I think this research challenges that. And, as you know, NICE rigorously evaluated previous evidence. For individuals in that particular category, we found little definitive evidence for blood pressures below 140. And this study should fill that gap exactly. We have a significant number of individuals, actually thousands of people, and thousands of events, and they can reassess the situation.
Are you surprised by the survey results?
We have previously conducted a study that, by some criteria, provided evidence for treatment changes due to baseline blood pressure or disease.
But what we admitted, and what NICE noticed, was that there was actually limited evidence for the category of hypotension. Yes, what surprised me was that when I put that data together at the individual level, the amount of information that was actually available today and the number of people who had only normal or high blood pressure randomized the key data. .. Clinical trial.
So this is important. So, for example, comparing one of the biggest meta-analyses with tabular data I’ve used so far, Published in Lancet In 2015, there were very few people in that category or very few tests. There are at least 6 times more events occurring in these personal categories here. This is amazing: the amount of information.
To be honest, this is what we expected, but the nature of science is unknown to us. So, as you know, the protocol is pre-specified. We knew there was a reason why experts around the world disagree about what to do in that category.
From a physiological point of view, I believed it shouldn’t be distinct, but I didn’t know what the results would be.
And that’s amazing, and to some extent, just checking it makes no difference.

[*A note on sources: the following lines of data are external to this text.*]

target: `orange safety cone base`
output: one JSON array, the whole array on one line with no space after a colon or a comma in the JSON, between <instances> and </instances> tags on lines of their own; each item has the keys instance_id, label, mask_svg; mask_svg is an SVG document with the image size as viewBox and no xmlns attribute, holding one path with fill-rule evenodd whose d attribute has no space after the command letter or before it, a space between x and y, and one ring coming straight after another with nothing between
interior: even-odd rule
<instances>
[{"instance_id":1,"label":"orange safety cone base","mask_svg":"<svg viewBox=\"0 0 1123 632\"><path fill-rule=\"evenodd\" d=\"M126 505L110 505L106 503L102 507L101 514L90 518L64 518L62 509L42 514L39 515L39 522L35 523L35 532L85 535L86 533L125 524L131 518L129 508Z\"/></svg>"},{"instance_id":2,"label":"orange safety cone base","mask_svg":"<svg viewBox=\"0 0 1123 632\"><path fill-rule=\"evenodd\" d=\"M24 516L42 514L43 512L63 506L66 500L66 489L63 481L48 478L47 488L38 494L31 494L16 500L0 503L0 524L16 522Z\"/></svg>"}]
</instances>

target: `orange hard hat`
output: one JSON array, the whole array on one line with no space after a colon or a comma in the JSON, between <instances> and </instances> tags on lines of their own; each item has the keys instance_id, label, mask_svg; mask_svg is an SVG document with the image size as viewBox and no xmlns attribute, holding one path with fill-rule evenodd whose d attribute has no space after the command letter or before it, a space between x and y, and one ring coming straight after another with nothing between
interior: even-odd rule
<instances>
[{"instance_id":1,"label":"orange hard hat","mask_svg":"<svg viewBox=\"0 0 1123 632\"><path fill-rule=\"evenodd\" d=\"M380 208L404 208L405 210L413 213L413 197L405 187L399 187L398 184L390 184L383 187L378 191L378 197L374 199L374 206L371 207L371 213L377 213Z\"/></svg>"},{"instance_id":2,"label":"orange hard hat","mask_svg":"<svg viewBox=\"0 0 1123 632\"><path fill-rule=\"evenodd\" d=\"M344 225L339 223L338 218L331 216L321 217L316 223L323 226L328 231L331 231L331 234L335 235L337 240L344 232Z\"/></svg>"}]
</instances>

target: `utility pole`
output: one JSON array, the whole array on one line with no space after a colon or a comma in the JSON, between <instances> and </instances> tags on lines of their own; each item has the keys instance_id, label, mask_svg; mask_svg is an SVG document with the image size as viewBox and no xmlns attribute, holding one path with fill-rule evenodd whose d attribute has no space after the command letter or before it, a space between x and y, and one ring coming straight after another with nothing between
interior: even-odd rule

How do you find virtual meetings compared to face-to-face networking?
This has advantages and disadvantages. So what’s missing is that it’s actually a social interaction with people, or a pre-recorded presentation, where you simply respond and you lose instant feedback. But, on the other hand, it gives you more flexibility to access the information and allows more audiences to access the meeting. In other words, more than 100,000 users who have never registered have registered. For science, we want more people to have access to that information.